Millie stiffened. “I see him. Look.”

Colette squinted into the crowd below. “Wait . . . is he sitting with my brother?”

“Roger’s back?” I nearly lost my balance. Three long years, he’d been gone.

“Omigosh!” Millie squealed. “There he is!”

Colette pressed her fingers to her lips as she struggled to regain her composure. Roger’s abrupt exit from Charmant had been hardest for her. Uncle Wolffe did his best to be a good father, but with Aunt Adeline gone, and ninety-six Revelles looking to him to keep them afloat, Colette had been mostly on her own. “Of course he has to make an entrance. He couldn’t just come backstage. He has to sit in the executive suite acting chummy with the bootlegger.”

I couldn’t help but smile. “That sounds exactly like Roger.”

“The bootlegger looks different. Good different.” Millie’s eyes sparkled mischievously. “Maybe you’ll fall in love! You could have charming, time-traveling babies together.”

Colette arched her brow. “You want her to marry into a family of rotten politicians?”

“Fair point.”

“Love?” I had to laugh. Falling in love was the silliest thing a Revelle could do. “I don’t need love; I need rich.”

Millie’s grin widened. “You’re going to love the Fun House. I just know it.”

Far below us, the drummers began their slow, torturous tempo. Our cue.

“Here goes nothing.” Colette and Millie grabbed their bars and lined up their toes at the edge of the board.

Here goes everything. I braced myself. Time to call on my other magic.

“Are you ready for the dazzling Daughter of the Night?” Uncle Wolffe boomed.

The rafters rumbled and shook as the crowd stomped their feet. I closed my eyes and squeezed my hands together. Now or never.

“Are you ready for the irresistible, the exquisite, the Radiant Ruby of Revelle?”

My mind was a knife, and it cut down my throat, through my ribs, into my core. Sweat beaded at the top of my forehead. It felt wrong, like swallowing a flame that burned me from the inside out. Every instinct urged me to withdraw, but I let my magic cut deeper.

Magic always has a cost, and mine was pain. Deathly, mind-numbing pain. As soon as I envisioned charming someone without jewels, a headache cleaved open my skull with the force of a thousand axes. But if I could withstand it, I could charm anyone. Even a Chronos.

I held on, trembling, while Colette and Millie exchanged looks. They thought I panicked right before every performance. As I struggled to keep my composure, I bit my tongue so hard, I tasted iron.

Strings of light blinked into existence—stunning, ethereal things of varying colors and illuminance. Jewel magic was invisible, but these luminous wisps of color whipped around me like untied hair on a windy day. Each lightstring led to an audience member, a vibrant manifestation of their emotions so I could mold them as I pleased.
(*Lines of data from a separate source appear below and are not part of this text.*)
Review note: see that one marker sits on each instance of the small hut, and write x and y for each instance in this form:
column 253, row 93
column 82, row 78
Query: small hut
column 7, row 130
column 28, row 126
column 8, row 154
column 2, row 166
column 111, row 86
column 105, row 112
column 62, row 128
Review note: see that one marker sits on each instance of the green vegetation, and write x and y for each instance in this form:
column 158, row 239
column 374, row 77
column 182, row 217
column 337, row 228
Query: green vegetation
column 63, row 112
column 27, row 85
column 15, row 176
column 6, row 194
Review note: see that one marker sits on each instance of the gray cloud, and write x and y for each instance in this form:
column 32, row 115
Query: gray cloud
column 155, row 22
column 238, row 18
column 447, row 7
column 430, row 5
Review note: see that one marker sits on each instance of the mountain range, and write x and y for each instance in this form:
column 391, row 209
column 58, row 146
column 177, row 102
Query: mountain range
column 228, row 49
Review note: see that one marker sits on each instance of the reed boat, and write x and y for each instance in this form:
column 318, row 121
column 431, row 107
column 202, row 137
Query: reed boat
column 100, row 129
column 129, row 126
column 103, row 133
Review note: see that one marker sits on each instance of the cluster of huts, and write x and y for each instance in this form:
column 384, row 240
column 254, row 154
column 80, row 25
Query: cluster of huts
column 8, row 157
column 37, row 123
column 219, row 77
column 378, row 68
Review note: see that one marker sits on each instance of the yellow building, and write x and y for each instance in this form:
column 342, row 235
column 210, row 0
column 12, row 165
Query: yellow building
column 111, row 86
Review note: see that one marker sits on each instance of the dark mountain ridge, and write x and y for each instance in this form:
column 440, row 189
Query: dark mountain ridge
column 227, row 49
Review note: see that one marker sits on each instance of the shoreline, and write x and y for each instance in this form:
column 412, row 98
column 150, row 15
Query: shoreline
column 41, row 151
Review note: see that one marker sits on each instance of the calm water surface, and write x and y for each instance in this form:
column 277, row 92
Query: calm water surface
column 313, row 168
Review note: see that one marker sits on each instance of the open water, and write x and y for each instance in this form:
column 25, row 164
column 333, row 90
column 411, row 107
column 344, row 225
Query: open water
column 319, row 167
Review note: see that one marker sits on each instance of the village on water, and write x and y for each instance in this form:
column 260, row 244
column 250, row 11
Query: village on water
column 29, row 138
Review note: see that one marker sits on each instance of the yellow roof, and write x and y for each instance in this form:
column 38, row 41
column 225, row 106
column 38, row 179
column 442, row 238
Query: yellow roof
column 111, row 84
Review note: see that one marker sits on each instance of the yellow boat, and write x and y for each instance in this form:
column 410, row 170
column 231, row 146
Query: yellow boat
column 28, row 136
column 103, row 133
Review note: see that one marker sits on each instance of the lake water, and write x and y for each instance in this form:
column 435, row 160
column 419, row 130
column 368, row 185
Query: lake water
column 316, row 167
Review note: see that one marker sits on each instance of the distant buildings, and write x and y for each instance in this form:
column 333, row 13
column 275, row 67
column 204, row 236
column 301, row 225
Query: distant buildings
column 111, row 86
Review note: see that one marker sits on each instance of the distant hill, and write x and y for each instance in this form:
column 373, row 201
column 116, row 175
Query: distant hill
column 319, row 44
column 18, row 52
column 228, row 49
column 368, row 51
This was why my show was the most popular, why Uncle Wolffe had made me the star. Millie was the prettiest, and Colette the most talented, but I gave the tourists a taste of heaven.

Nana was going to bathe in champagne tonight.
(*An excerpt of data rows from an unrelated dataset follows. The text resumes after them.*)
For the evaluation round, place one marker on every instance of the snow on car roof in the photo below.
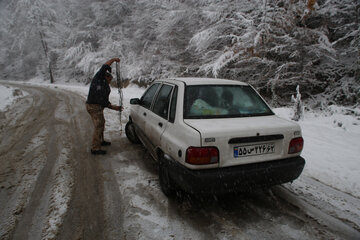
(205, 81)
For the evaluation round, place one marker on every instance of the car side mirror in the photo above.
(134, 101)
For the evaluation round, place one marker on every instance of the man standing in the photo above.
(98, 99)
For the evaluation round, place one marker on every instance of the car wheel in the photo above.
(166, 183)
(130, 132)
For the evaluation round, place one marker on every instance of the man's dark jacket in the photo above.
(99, 89)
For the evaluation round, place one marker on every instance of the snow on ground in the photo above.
(332, 147)
(332, 138)
(8, 95)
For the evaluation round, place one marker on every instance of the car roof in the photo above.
(203, 81)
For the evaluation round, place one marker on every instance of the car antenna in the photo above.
(120, 86)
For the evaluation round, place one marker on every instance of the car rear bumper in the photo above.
(240, 178)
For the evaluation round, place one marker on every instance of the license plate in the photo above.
(252, 150)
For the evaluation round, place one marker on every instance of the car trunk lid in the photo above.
(246, 140)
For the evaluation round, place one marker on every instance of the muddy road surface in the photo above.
(52, 188)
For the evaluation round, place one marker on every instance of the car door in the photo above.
(157, 120)
(140, 115)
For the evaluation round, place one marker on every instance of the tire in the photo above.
(130, 133)
(166, 184)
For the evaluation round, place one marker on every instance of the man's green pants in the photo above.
(96, 112)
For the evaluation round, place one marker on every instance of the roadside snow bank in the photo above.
(332, 146)
(8, 95)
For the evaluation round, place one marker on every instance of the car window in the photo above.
(148, 96)
(218, 101)
(173, 105)
(161, 106)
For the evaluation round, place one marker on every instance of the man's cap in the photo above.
(107, 74)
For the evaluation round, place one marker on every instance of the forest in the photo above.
(275, 45)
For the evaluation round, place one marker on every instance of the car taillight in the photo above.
(296, 145)
(202, 155)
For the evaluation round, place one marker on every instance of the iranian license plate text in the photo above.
(251, 150)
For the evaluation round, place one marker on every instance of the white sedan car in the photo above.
(214, 136)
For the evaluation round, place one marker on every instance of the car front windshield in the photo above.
(223, 101)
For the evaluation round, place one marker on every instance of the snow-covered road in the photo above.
(324, 203)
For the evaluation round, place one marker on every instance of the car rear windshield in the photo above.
(223, 101)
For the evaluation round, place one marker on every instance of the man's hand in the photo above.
(116, 108)
(112, 60)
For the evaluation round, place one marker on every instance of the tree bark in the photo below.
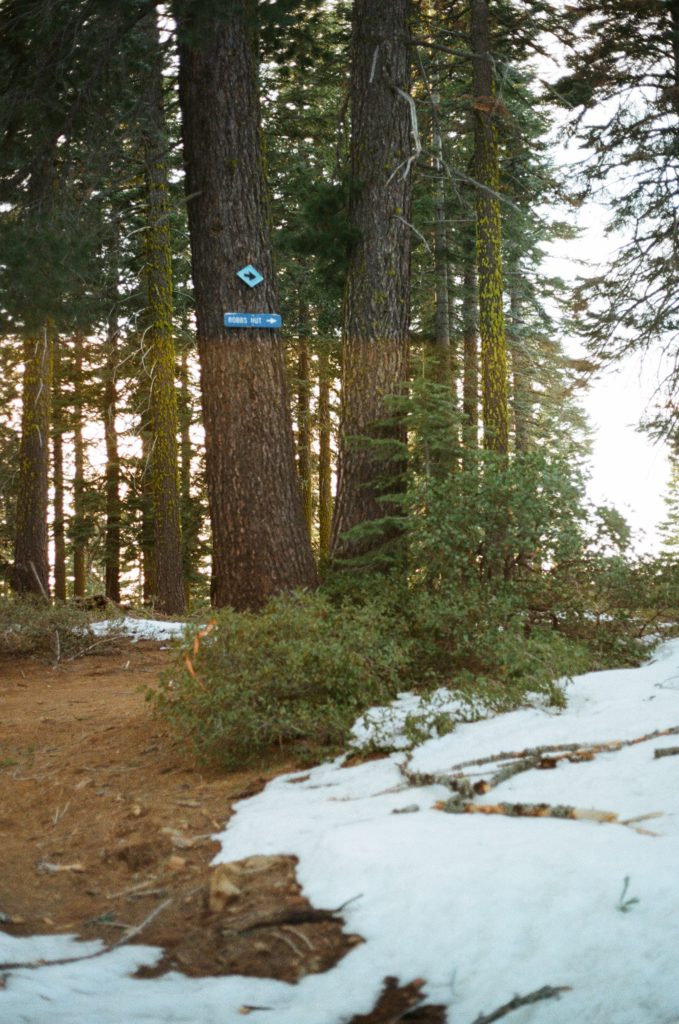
(79, 530)
(521, 376)
(260, 545)
(377, 295)
(159, 342)
(470, 355)
(304, 430)
(489, 237)
(325, 455)
(58, 525)
(112, 478)
(31, 569)
(149, 587)
(442, 353)
(191, 524)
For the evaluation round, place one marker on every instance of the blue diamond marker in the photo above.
(250, 275)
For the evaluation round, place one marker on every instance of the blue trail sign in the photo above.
(250, 274)
(269, 321)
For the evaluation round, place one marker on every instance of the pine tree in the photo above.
(158, 337)
(260, 545)
(377, 297)
(31, 569)
(489, 235)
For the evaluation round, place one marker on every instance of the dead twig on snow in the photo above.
(546, 992)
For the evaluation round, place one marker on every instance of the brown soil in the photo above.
(107, 825)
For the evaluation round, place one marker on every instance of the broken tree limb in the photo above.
(546, 992)
(666, 752)
(130, 934)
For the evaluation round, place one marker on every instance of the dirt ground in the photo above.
(107, 825)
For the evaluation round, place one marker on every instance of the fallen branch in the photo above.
(297, 915)
(666, 752)
(130, 934)
(533, 757)
(547, 992)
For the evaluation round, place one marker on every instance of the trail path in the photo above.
(104, 818)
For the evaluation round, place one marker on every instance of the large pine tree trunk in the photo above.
(260, 545)
(521, 376)
(442, 353)
(159, 342)
(58, 525)
(112, 479)
(377, 297)
(31, 570)
(79, 529)
(470, 354)
(189, 510)
(489, 237)
(304, 429)
(325, 454)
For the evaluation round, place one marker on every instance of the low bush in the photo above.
(297, 674)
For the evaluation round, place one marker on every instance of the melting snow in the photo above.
(481, 906)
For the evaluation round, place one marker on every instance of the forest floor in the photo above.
(105, 820)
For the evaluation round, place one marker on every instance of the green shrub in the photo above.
(297, 673)
(30, 627)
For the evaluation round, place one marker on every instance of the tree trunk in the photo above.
(112, 479)
(260, 545)
(325, 455)
(442, 354)
(521, 377)
(304, 430)
(79, 520)
(377, 295)
(489, 237)
(470, 367)
(31, 570)
(189, 515)
(58, 526)
(147, 525)
(159, 343)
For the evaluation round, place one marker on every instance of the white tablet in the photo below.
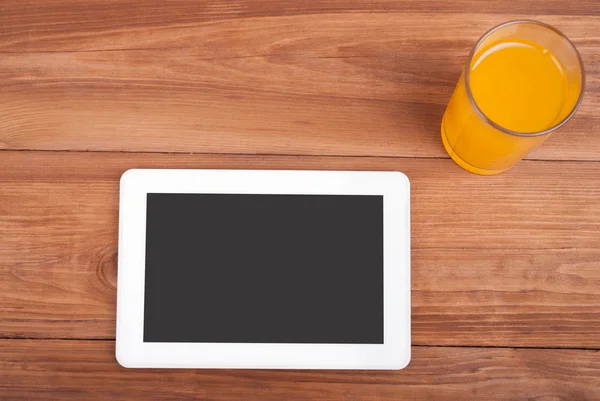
(264, 269)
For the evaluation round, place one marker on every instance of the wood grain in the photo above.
(511, 260)
(335, 78)
(76, 370)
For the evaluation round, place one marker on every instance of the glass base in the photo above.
(463, 163)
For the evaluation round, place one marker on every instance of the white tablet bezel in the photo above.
(131, 351)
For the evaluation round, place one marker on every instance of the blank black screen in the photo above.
(264, 268)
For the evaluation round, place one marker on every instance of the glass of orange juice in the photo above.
(523, 80)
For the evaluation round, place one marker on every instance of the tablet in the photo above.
(263, 269)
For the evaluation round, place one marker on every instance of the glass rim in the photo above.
(498, 126)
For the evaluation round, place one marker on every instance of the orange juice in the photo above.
(518, 90)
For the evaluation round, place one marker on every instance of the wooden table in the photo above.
(506, 269)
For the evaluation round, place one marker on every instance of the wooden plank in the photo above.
(510, 260)
(221, 77)
(75, 370)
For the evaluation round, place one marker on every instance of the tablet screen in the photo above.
(250, 268)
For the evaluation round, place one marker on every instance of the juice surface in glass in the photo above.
(514, 90)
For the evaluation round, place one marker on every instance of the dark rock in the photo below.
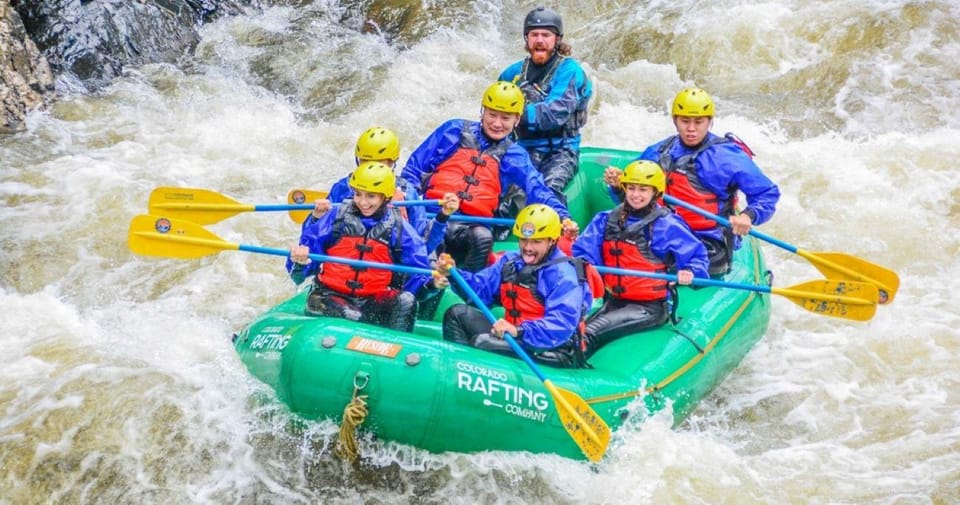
(26, 82)
(90, 43)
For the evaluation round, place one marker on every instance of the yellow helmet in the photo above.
(537, 221)
(374, 177)
(693, 102)
(377, 143)
(646, 173)
(503, 96)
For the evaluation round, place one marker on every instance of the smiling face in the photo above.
(533, 250)
(541, 43)
(692, 130)
(497, 125)
(368, 203)
(639, 196)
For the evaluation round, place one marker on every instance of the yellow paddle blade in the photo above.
(852, 300)
(586, 428)
(198, 205)
(151, 235)
(834, 265)
(300, 196)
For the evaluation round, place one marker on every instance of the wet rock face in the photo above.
(89, 42)
(25, 78)
(92, 41)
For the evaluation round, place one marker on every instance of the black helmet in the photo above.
(542, 17)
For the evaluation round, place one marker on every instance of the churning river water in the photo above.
(118, 383)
I grabbed hold of the nearest lightstrings, my throbbing head protesting as my mind gripped another.

And another. And another.

The bursts of color swirled, too many to catch individual emotions. Red was always lust. Green, jealousy. Blue, sadness. And a smoky darkness for simmering anger.

I would seduce them.

I would charm them.

They would empty their pockets, claw diamonds from their settings and throw them into my waiting hands. Dewey Chronos would be so impressed with me, he’d fork over ships full of liquor. We wouldn’t just survive Prohibition; we’d thrive. We’d be a boozy sanctuary for all the world’s sinners.

Most important, we’d keep our business. Our home.
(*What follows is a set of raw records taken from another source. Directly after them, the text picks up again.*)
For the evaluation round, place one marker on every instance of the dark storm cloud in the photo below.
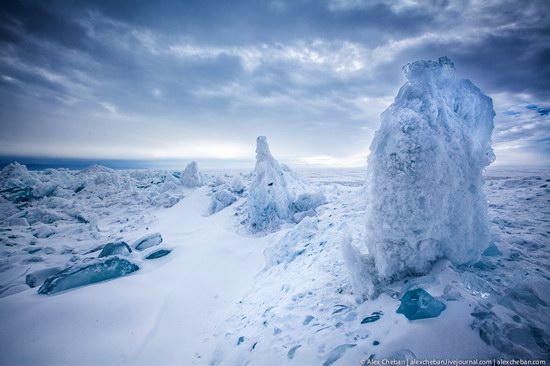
(313, 74)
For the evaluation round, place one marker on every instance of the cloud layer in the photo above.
(201, 79)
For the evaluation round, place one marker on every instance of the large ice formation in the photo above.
(86, 274)
(424, 177)
(191, 177)
(270, 199)
(273, 191)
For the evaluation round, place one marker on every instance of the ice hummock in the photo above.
(148, 241)
(86, 274)
(270, 199)
(424, 175)
(419, 304)
(191, 177)
(117, 248)
(273, 191)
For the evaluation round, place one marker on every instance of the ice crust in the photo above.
(118, 248)
(419, 304)
(424, 177)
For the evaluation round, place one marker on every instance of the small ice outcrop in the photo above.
(191, 177)
(148, 241)
(37, 278)
(221, 200)
(82, 275)
(158, 254)
(43, 231)
(270, 199)
(424, 175)
(118, 248)
(418, 304)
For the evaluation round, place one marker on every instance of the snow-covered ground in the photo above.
(229, 297)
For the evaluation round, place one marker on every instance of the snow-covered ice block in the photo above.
(491, 251)
(191, 177)
(148, 241)
(424, 175)
(37, 278)
(418, 304)
(118, 248)
(86, 274)
(292, 245)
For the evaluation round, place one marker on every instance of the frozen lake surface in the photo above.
(223, 296)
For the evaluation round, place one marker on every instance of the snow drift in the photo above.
(424, 177)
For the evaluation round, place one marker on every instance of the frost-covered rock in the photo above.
(87, 274)
(148, 241)
(191, 177)
(424, 177)
(270, 199)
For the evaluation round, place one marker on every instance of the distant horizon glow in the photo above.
(200, 80)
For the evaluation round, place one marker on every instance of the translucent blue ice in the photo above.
(118, 248)
(157, 254)
(87, 274)
(36, 278)
(148, 241)
(425, 173)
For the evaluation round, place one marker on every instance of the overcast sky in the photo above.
(201, 79)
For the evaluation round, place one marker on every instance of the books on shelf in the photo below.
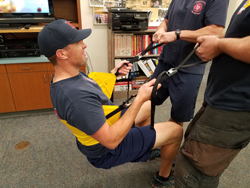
(122, 86)
(128, 44)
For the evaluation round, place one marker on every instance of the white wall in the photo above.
(233, 4)
(97, 43)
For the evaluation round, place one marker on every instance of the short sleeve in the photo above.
(86, 114)
(216, 12)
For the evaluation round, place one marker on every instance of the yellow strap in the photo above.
(105, 80)
(87, 140)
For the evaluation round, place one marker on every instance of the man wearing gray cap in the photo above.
(78, 102)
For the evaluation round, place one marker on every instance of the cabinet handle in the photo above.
(45, 79)
(25, 68)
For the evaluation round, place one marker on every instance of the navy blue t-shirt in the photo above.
(191, 15)
(79, 100)
(228, 86)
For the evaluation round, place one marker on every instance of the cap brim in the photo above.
(82, 34)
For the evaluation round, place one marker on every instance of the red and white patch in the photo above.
(198, 7)
(70, 24)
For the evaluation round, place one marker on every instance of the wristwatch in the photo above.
(178, 32)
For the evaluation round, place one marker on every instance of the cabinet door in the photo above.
(6, 99)
(30, 90)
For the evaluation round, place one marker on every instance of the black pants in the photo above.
(212, 140)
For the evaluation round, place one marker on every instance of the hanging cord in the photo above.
(89, 68)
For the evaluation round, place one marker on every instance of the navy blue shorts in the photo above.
(182, 88)
(135, 147)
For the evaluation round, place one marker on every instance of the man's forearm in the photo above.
(238, 48)
(191, 36)
(163, 25)
(121, 128)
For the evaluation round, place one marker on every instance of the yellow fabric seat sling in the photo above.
(106, 81)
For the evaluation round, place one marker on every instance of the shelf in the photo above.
(123, 94)
(23, 60)
(145, 56)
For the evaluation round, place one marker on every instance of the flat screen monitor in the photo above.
(26, 11)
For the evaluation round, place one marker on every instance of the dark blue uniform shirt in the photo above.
(228, 86)
(191, 15)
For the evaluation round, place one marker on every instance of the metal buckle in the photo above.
(139, 56)
(171, 72)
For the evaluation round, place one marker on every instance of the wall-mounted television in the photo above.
(17, 12)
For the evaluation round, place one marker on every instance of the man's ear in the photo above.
(61, 54)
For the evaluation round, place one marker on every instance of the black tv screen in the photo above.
(26, 11)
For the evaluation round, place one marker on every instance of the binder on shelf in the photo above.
(148, 67)
(151, 64)
(143, 68)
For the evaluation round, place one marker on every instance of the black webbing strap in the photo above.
(163, 76)
(120, 108)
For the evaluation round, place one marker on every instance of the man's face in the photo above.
(76, 53)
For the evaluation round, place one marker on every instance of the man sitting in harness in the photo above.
(78, 102)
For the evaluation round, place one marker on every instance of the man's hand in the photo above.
(209, 47)
(124, 70)
(145, 90)
(157, 35)
(168, 37)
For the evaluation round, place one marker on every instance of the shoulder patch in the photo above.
(198, 6)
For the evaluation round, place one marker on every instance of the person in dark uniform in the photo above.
(184, 22)
(221, 128)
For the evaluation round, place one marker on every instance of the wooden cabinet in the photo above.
(6, 99)
(30, 85)
(26, 86)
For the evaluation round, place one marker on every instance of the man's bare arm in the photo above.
(212, 46)
(191, 36)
Colette tugged on my arm. “Are you ready?”

I nodded, my body acclimating to the pain.

She signaled to Uncle Wolffe far below. Fighting a burst of dizziness, I located the lightstring leading to the young man with the diamond-shaped clock on his lapel. Fortunately, there was no sign of Trevor Edwardes, Dewey’s mind-reading assistant, who, according to Uncle Wolffe, was present for nearly all his deals. Instead, Roger lounged beside the bootlegger, wearing a neon green touristy top hat and his usual mischievous grin.

Dewey Chronos leaned forward, and a surprising surge of pleasure threatened my focus as a stray spotlight passed over his face. He wasn’t just handsome; he was gorgeous. Unruly dark hair, broad shoulders, and a strangely earnest lightstring. A far cry from the sickly little boy I remembered.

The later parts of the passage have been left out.